In the 93 licences, no wells have yet been drilled or fracked and just two sites have so far been granted planning permission. Under the original work commitments, there are about 640 days left in which to drill 97 wells and frack 12. Meeting these commitments would require drilling at a rate of one well every six days.
Thanks to FOI requests, we know that some of the 2015 licence operators have already sought to vary their work programmes, well before the deadline of July 2021.
If the government believed the UK onshore fracking industry had a real chance of success, then surely, it would have applied MER UK and the relevant parts of the Energy Act to onshore licenses.
As it is the OGA is a weak and toothless regulator of the onshore fracking industry.
Silence on support for onshore fracking
Five years is a long time in fracking. In contrast to earlier vocal support for shale gas, ministers have recently gone quiet on the onshore industry.

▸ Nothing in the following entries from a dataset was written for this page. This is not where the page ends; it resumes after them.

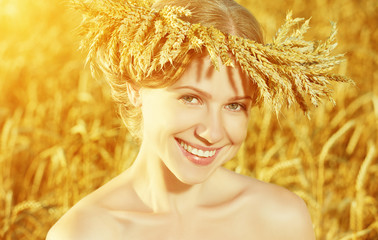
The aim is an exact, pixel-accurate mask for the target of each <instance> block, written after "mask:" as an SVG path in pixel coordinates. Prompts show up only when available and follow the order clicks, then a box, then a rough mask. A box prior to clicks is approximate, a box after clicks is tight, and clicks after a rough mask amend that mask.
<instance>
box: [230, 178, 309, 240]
mask: <svg viewBox="0 0 378 240" xmlns="http://www.w3.org/2000/svg"><path fill="white" fill-rule="evenodd" d="M235 179H236V182H238V183H239V184H240V186H242V188H243V189H244V190H243V194H242V198H243V212H244V214H245V215H244V216H248V217H249V218H250V221H251V222H253V223H256V224H259V225H260V226H261V228H267V229H270V230H271V231H269V233H268V234H270V235H269V237H267V239H291V240H295V239H309V240H312V239H315V236H314V230H313V226H312V222H311V217H310V214H309V211H308V209H307V206H306V204H305V202H304V201H303V200H302V199H301V198H300V197H299V196H297V195H296V194H294V193H293V192H291V191H289V190H287V189H286V188H283V187H281V186H278V185H275V184H271V183H266V182H262V181H259V180H257V179H254V178H251V177H248V176H243V175H239V174H235Z"/></svg>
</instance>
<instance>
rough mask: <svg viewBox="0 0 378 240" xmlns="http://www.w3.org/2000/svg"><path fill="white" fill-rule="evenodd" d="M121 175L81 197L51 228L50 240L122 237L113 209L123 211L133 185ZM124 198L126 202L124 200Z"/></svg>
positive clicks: (72, 239) (91, 238)
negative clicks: (123, 208)
mask: <svg viewBox="0 0 378 240" xmlns="http://www.w3.org/2000/svg"><path fill="white" fill-rule="evenodd" d="M123 180H124V179H122V176H118V177H116V178H114V179H113V180H111V181H110V182H108V183H107V184H105V185H104V186H102V187H101V188H99V189H98V190H96V191H94V192H92V193H91V194H89V195H88V196H86V197H84V198H83V199H82V200H80V201H79V202H78V203H77V204H76V205H74V206H73V207H72V208H71V209H70V210H69V211H68V212H66V213H65V214H64V215H63V216H62V217H61V218H60V219H59V220H58V221H57V222H56V224H55V225H54V226H53V227H52V228H51V229H50V231H49V232H48V234H47V237H46V239H47V240H66V239H70V240H76V239H80V240H83V239H84V240H85V239H91V240H96V239H118V236H117V234H118V231H119V229H118V228H117V226H118V223H117V220H116V219H115V218H114V215H113V214H112V211H111V210H112V209H117V210H120V211H122V210H123V208H124V206H122V204H123V205H125V204H127V201H125V200H124V199H129V198H130V197H129V198H125V196H120V194H122V195H123V194H126V195H127V196H132V194H130V192H131V190H130V189H131V188H130V187H128V186H127V184H126V185H125V184H121V182H122V181H123ZM120 199H123V203H122V202H121V201H120Z"/></svg>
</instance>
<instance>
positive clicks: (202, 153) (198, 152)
mask: <svg viewBox="0 0 378 240" xmlns="http://www.w3.org/2000/svg"><path fill="white" fill-rule="evenodd" d="M180 145H181V146H182V147H183V148H184V149H185V150H186V151H188V152H190V153H192V154H194V155H197V156H199V157H212V156H214V154H215V152H216V150H213V151H203V150H201V149H197V148H194V147H192V146H190V145H187V144H186V143H184V142H180Z"/></svg>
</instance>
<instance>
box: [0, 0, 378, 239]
mask: <svg viewBox="0 0 378 240" xmlns="http://www.w3.org/2000/svg"><path fill="white" fill-rule="evenodd" d="M239 2H240V3H241V4H242V5H244V6H246V7H248V8H249V9H250V10H251V11H252V12H253V13H254V14H255V15H256V17H257V19H258V20H259V22H260V23H261V25H262V27H263V30H264V33H265V35H266V42H269V41H270V39H271V38H272V37H273V36H274V33H275V31H276V29H277V28H278V27H279V26H280V24H282V23H283V21H284V18H285V15H286V11H287V10H292V11H293V14H294V16H295V17H304V18H310V17H312V18H311V23H310V26H311V30H310V32H309V33H308V34H307V38H308V39H312V38H316V39H325V38H326V37H327V36H328V34H329V31H330V28H331V26H330V21H336V22H337V23H338V28H339V32H338V42H339V46H338V48H337V52H338V53H345V57H346V61H345V62H344V63H343V64H341V66H340V67H339V68H338V69H337V70H336V71H337V72H338V73H341V74H345V75H347V76H348V77H350V78H352V79H353V80H354V81H355V83H356V84H355V86H351V85H345V84H344V85H343V84H338V85H335V91H334V94H333V97H334V99H335V101H336V106H333V105H332V104H329V103H325V104H324V105H322V106H320V107H318V108H317V109H313V112H312V118H311V120H308V119H307V118H306V117H305V116H303V114H302V113H301V111H300V109H296V108H292V109H289V110H285V111H283V112H282V114H281V115H280V116H279V117H276V115H275V114H273V113H271V112H269V111H264V110H263V109H253V110H252V119H251V123H250V125H249V134H248V137H247V140H246V142H245V144H244V145H243V146H242V148H241V150H240V151H239V153H238V155H237V156H236V157H235V159H233V160H231V161H230V162H228V163H227V164H226V167H228V168H230V169H233V170H235V171H236V172H238V173H241V174H245V175H248V176H251V177H255V178H258V179H261V180H263V181H267V182H272V183H276V184H279V185H281V186H284V187H286V188H288V189H290V190H291V191H293V192H295V193H297V194H298V195H299V196H301V197H302V198H303V199H304V200H305V201H306V203H307V205H308V207H309V210H310V213H311V216H312V220H313V223H314V228H315V231H316V235H317V239H320V240H331V239H332V240H334V239H336V240H348V239H352V240H355V239H378V161H377V158H378V87H377V84H378V55H377V48H378V30H377V29H376V28H377V25H378V2H377V1H376V0H361V1H360V0H311V1H305V0H282V1H278V0H273V1H258V0H240V1H239ZM79 23H80V16H79V15H78V14H77V13H75V12H74V11H73V10H71V9H70V8H69V7H68V4H67V2H66V1H64V0H49V1H45V0H34V1H32V0H0V93H1V94H0V238H1V239H4V240H10V239H12V240H13V239H44V238H45V236H46V233H47V231H48V229H49V228H50V227H51V226H52V225H53V224H54V222H55V221H56V220H57V219H58V218H59V217H60V216H61V215H62V214H63V213H64V212H66V211H67V210H68V209H69V208H70V207H71V206H72V205H73V204H75V203H76V202H77V201H78V200H80V199H81V198H82V197H83V196H85V195H87V194H88V193H90V192H92V191H93V190H94V189H96V188H98V187H99V186H101V185H102V184H104V183H105V182H107V181H108V180H110V179H111V178H112V177H114V176H116V175H117V174H119V173H120V172H121V171H123V170H125V169H126V168H127V167H128V166H130V164H131V163H132V161H133V159H134V158H135V156H136V154H137V150H138V146H137V144H136V143H134V142H133V140H132V138H131V136H130V135H129V134H128V132H127V130H126V129H125V128H124V127H123V125H122V123H121V120H120V119H119V118H118V116H117V110H116V107H115V105H114V104H113V103H112V101H111V98H110V93H109V89H108V87H107V86H106V85H105V83H104V82H103V81H101V80H94V79H93V78H92V76H91V74H90V72H89V69H88V67H86V66H85V65H84V59H85V54H84V53H82V52H80V51H78V46H79V38H78V36H77V26H78V25H79Z"/></svg>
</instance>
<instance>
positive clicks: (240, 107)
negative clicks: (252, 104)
mask: <svg viewBox="0 0 378 240" xmlns="http://www.w3.org/2000/svg"><path fill="white" fill-rule="evenodd" d="M226 108H227V109H229V110H231V111H235V112H238V111H242V110H245V109H246V108H245V106H244V105H243V104H240V103H230V104H228V105H226Z"/></svg>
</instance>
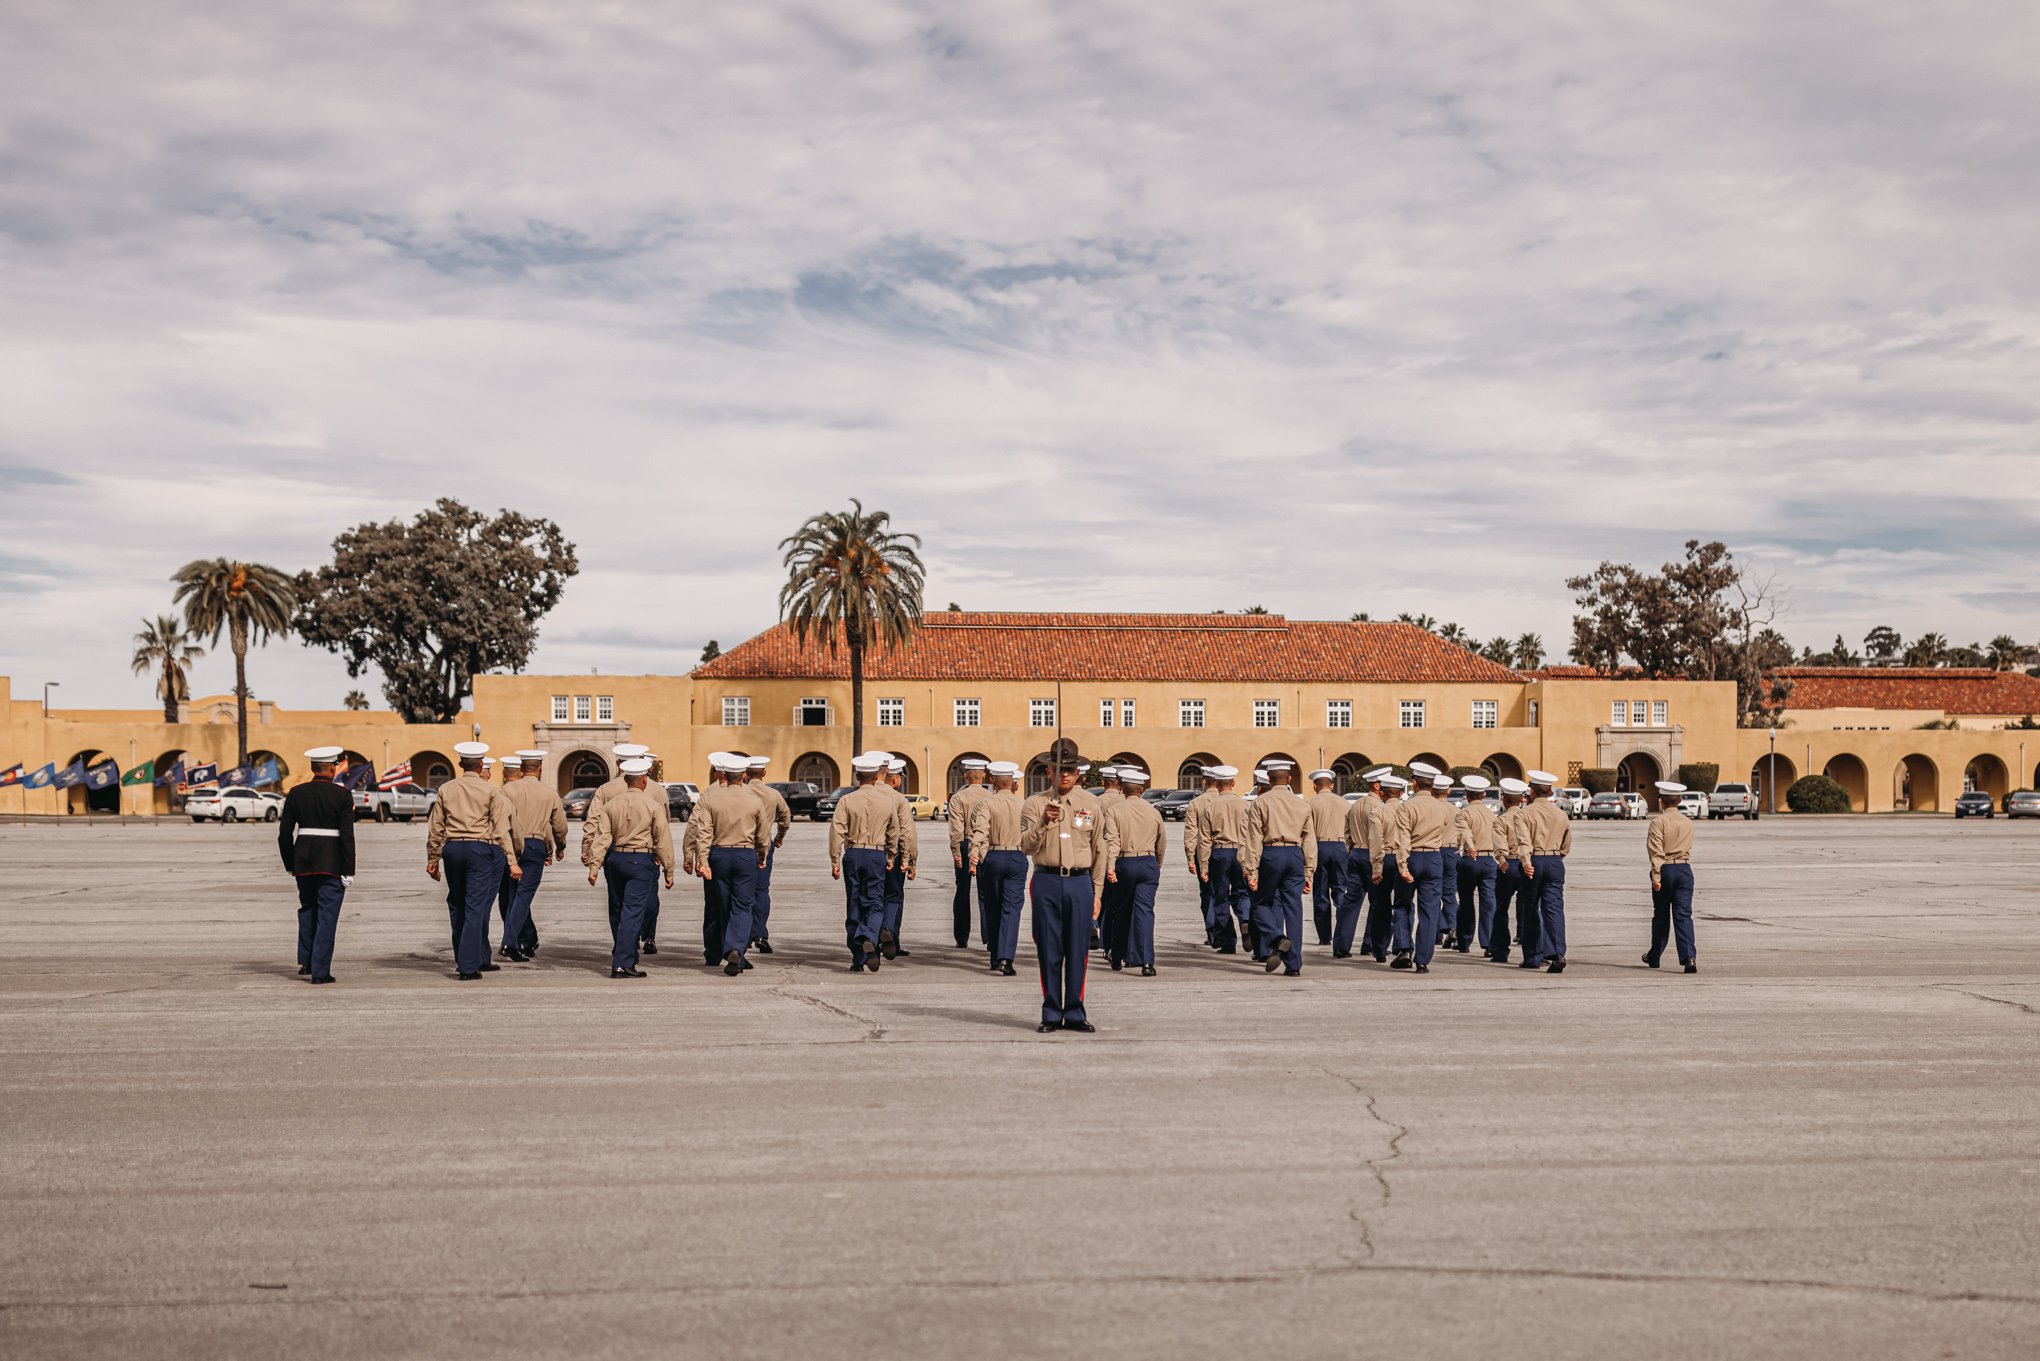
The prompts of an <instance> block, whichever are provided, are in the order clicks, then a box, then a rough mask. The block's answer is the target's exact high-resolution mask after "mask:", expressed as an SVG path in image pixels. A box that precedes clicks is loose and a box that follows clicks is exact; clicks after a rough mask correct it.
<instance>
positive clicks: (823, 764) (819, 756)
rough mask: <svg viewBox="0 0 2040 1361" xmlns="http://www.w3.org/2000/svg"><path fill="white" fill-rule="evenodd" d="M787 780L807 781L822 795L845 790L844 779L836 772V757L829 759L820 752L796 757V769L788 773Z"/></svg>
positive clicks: (827, 757)
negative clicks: (844, 788) (803, 780)
mask: <svg viewBox="0 0 2040 1361" xmlns="http://www.w3.org/2000/svg"><path fill="white" fill-rule="evenodd" d="M787 779H806V782H808V784H812V786H814V788H816V790H820V792H822V794H832V792H834V790H840V788H843V777H840V773H838V771H836V761H834V757H828V755H824V753H820V751H810V753H806V755H800V757H796V759H794V769H792V771H789V773H787Z"/></svg>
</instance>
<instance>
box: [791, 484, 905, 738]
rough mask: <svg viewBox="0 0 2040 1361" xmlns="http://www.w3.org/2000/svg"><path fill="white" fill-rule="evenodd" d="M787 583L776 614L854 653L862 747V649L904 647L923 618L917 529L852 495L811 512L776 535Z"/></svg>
mask: <svg viewBox="0 0 2040 1361" xmlns="http://www.w3.org/2000/svg"><path fill="white" fill-rule="evenodd" d="M779 549H781V553H783V555H785V559H783V561H785V571H787V579H785V586H783V588H779V618H783V620H785V622H787V624H792V626H794V637H796V639H798V641H802V643H806V641H810V639H822V643H826V647H828V651H830V655H834V651H836V647H838V645H840V647H847V649H849V653H851V751H863V749H865V651H867V649H871V647H904V645H906V641H908V639H912V637H914V628H916V626H918V624H920V588H922V565H920V553H918V549H920V535H896V533H894V531H891V516H889V514H887V512H883V510H873V512H871V514H865V504H863V502H861V500H857V498H851V508H849V510H828V512H822V514H816V516H808V522H806V524H802V526H800V528H798V531H794V533H792V535H789V537H785V539H781V541H779Z"/></svg>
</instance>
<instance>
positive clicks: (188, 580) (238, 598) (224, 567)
mask: <svg viewBox="0 0 2040 1361" xmlns="http://www.w3.org/2000/svg"><path fill="white" fill-rule="evenodd" d="M169 579H171V582H175V584H177V600H182V602H184V622H186V624H188V626H190V628H192V633H210V635H212V645H214V647H218V643H220V635H222V633H224V635H226V637H228V639H231V643H233V649H235V722H237V728H239V741H241V759H239V763H241V765H247V763H249V667H247V659H249V637H253V639H255V641H257V643H261V641H263V639H267V637H269V635H271V633H277V635H282V633H290V616H292V612H294V610H296V608H298V590H296V588H294V586H292V579H290V577H288V575H284V573H282V571H277V569H275V567H265V565H263V563H237V561H228V559H224V557H206V559H198V561H196V563H186V565H182V567H177V571H175V573H173V575H171V577H169Z"/></svg>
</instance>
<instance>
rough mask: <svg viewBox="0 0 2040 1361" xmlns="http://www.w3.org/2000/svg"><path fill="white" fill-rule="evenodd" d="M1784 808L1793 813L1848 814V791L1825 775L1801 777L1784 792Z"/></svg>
mask: <svg viewBox="0 0 2040 1361" xmlns="http://www.w3.org/2000/svg"><path fill="white" fill-rule="evenodd" d="M1785 806H1787V808H1791V810H1793V812H1850V806H1848V790H1844V788H1842V786H1838V784H1836V782H1832V779H1828V777H1826V775H1801V777H1799V779H1795V782H1793V786H1791V788H1789V790H1785Z"/></svg>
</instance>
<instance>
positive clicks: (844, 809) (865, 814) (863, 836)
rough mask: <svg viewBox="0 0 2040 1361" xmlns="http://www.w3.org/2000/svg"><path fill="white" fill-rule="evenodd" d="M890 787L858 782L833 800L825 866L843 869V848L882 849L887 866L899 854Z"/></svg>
mask: <svg viewBox="0 0 2040 1361" xmlns="http://www.w3.org/2000/svg"><path fill="white" fill-rule="evenodd" d="M896 814H898V808H896V804H894V798H891V790H887V788H885V786H879V784H861V786H857V788H855V790H851V792H849V794H845V796H843V798H840V800H836V816H832V818H830V820H828V867H830V869H843V853H845V851H883V853H885V863H887V865H889V863H891V861H894V859H896V857H898V855H900V820H898V816H896Z"/></svg>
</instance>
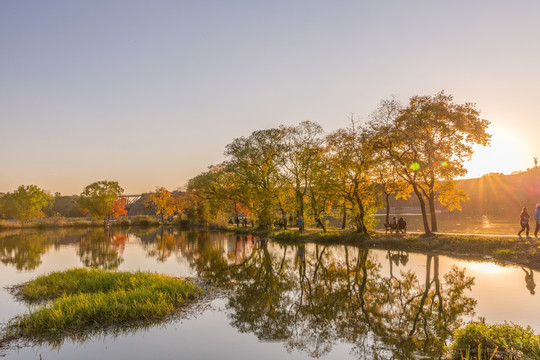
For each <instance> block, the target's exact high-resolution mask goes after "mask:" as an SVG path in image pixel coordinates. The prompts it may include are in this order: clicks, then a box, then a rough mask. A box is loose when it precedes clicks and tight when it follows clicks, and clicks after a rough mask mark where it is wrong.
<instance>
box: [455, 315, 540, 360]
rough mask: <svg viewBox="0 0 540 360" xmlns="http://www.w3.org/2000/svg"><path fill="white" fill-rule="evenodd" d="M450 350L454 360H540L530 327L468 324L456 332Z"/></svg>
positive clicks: (533, 331)
mask: <svg viewBox="0 0 540 360" xmlns="http://www.w3.org/2000/svg"><path fill="white" fill-rule="evenodd" d="M450 349H451V352H452V359H456V360H459V359H470V360H472V359H479V360H483V359H540V335H535V334H534V331H533V329H532V328H531V327H527V328H524V327H522V326H519V325H515V324H509V323H506V322H505V323H504V324H493V325H489V324H486V323H484V322H471V323H469V324H467V325H466V326H464V327H462V328H459V329H458V330H456V332H455V333H454V341H453V343H452V345H451V346H450ZM464 351H465V355H463V352H464Z"/></svg>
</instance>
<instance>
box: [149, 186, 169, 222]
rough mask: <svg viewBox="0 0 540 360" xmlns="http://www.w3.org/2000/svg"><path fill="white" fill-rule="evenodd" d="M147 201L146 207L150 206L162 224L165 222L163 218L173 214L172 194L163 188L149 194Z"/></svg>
mask: <svg viewBox="0 0 540 360" xmlns="http://www.w3.org/2000/svg"><path fill="white" fill-rule="evenodd" d="M147 201H148V202H147V205H150V206H152V207H153V208H154V210H155V212H156V214H157V215H159V217H160V219H161V223H162V224H163V223H164V222H165V217H168V216H169V215H172V214H173V213H174V203H173V201H172V194H171V193H170V191H168V190H167V189H165V188H164V187H158V188H156V192H154V193H151V194H150V195H149V196H148V200H147Z"/></svg>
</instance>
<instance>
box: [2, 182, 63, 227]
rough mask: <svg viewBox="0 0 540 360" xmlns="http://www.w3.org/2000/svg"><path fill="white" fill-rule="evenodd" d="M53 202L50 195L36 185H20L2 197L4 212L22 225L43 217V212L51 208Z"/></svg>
mask: <svg viewBox="0 0 540 360" xmlns="http://www.w3.org/2000/svg"><path fill="white" fill-rule="evenodd" d="M53 200H54V198H53V196H52V195H51V194H49V193H48V192H47V191H45V190H42V189H40V188H39V187H37V186H36V185H21V186H19V187H18V188H17V190H16V191H14V192H13V193H7V194H6V195H4V196H3V197H2V202H3V203H4V205H3V208H4V212H5V213H6V214H7V215H8V216H9V217H12V218H14V219H17V220H19V221H20V222H21V223H22V224H25V223H27V222H28V221H30V220H34V219H41V218H43V217H45V213H44V210H45V209H47V208H50V207H51V205H52V202H53Z"/></svg>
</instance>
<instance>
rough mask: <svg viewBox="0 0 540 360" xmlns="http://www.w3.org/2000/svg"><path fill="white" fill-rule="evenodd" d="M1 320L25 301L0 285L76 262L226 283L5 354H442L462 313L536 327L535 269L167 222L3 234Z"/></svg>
mask: <svg viewBox="0 0 540 360" xmlns="http://www.w3.org/2000/svg"><path fill="white" fill-rule="evenodd" d="M0 260H1V262H2V264H1V265H0V268H1V271H0V286H1V290H0V303H1V304H2V307H1V309H0V318H1V320H0V321H1V322H2V323H5V322H7V321H8V320H9V319H11V318H13V317H14V316H16V315H17V314H22V313H24V312H25V311H28V309H27V306H26V305H25V304H23V303H20V302H17V301H16V300H15V299H14V298H13V297H12V296H11V295H10V294H9V293H8V292H7V291H6V290H5V288H4V287H5V286H9V285H14V284H18V283H21V282H23V281H27V280H29V279H31V278H33V277H35V276H36V275H39V274H45V273H48V272H51V271H55V270H63V269H67V268H71V267H76V266H86V267H101V268H109V269H118V270H122V271H132V270H150V271H155V272H159V273H165V274H170V275H173V276H180V277H187V276H189V277H194V276H197V277H202V278H205V279H207V280H208V281H210V282H212V283H213V284H215V285H216V286H217V287H219V288H223V289H226V290H228V291H226V292H223V294H226V295H220V296H218V297H217V298H216V299H213V300H209V303H208V304H207V306H205V307H204V308H203V309H201V310H198V311H196V312H195V314H192V315H190V316H188V317H187V318H185V319H182V320H175V321H170V322H168V323H166V324H161V325H155V326H151V327H149V328H147V329H143V330H133V329H132V330H130V331H125V332H122V331H120V332H119V333H117V334H115V335H112V334H98V335H95V336H91V337H90V338H89V339H86V340H84V341H73V340H70V339H65V340H64V341H63V342H61V343H60V344H41V345H36V344H34V345H32V344H30V345H28V346H25V347H22V348H21V349H17V350H14V349H12V350H9V351H7V352H4V355H5V358H7V359H40V357H41V359H43V360H48V359H73V358H78V359H96V358H102V359H113V358H117V359H118V358H119V359H148V358H154V359H178V358H182V359H211V358H221V359H229V358H230V359H232V358H234V359H253V358H257V359H278V358H279V359H310V358H323V359H364V358H365V359H372V358H382V359H411V358H430V359H433V358H438V357H439V356H440V354H441V352H442V348H443V345H444V343H445V342H448V341H449V340H450V334H451V333H452V332H453V330H454V329H455V328H457V327H459V326H460V325H461V324H462V323H463V322H466V321H469V320H471V319H478V318H480V317H481V318H485V319H486V321H487V322H489V323H495V322H503V321H505V320H506V321H510V322H513V323H516V324H520V325H531V326H532V327H533V328H534V329H535V331H536V332H540V301H539V299H538V296H537V295H536V294H535V291H534V290H535V280H536V279H538V273H537V272H535V271H531V270H529V269H525V268H521V267H515V266H501V265H497V264H494V263H490V262H482V263H480V262H469V261H466V260H460V259H455V258H449V257H446V256H427V255H423V254H413V253H405V252H397V251H396V252H393V251H382V250H373V249H363V248H359V247H355V246H343V245H340V246H324V245H315V244H305V245H280V244H277V243H274V242H271V241H264V240H261V239H257V238H253V237H251V236H236V235H232V234H222V233H212V232H177V231H173V230H164V229H160V230H130V231H109V232H107V231H105V230H103V229H94V230H59V231H45V232H37V231H25V232H20V231H16V232H2V233H0Z"/></svg>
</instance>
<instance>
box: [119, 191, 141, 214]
mask: <svg viewBox="0 0 540 360" xmlns="http://www.w3.org/2000/svg"><path fill="white" fill-rule="evenodd" d="M141 196H142V194H140V195H120V198H122V199H124V201H125V202H126V210H127V211H129V210H130V209H131V207H132V206H133V204H135V203H136V202H137V201H139V200H140V199H141Z"/></svg>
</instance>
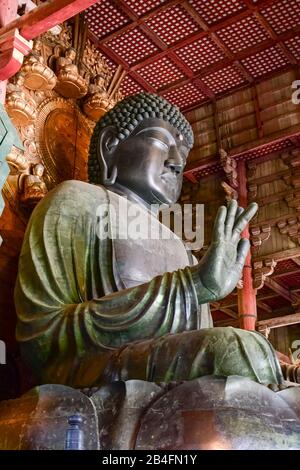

The Queen’s Speech this week had no reference to shale gas or unconventional hydrocarbons.
At a two-hour session before the business select committee yesterday, energy secretary Andrea Leadsom made no mention of onshore hydrocarbons, hydraulic fracturing or shale gas.
She briefly talked about hydrogen but mainly to production by electrolysis, rather than from hydrocarbons.
The government’s long-awaited energy white paper is now not expected until the first three months of 2020. And according to a recent report in the Sunday Times, it will prioritise renewable energy over fracking.
Ministers resisted lobbying from Cuadrilla and Ineos in autumn 2018 for a review of the traffic light system used to regulate seismic events induced by fracking.
There’s been no recent progress on the key proposals in a joint written ministerial statement issued in May 2018. The government consulted on treating non-fracking shale exploration as permitted development and including shale production in the Nationally Significant Infrastructure Project (NSIP) regime. But almost a year after the consultation closed the government has not reported the outcome.
And earlier this year, a high court judge quashed a revised paragraph in the National Planning Policy Framework that supported unconventional hydrocarbons. He ruled that the government carried out an unlawful public consultation on the revision and had failed to take account of scientific developments over low-carbon claims. There’s been no move to restore the policy.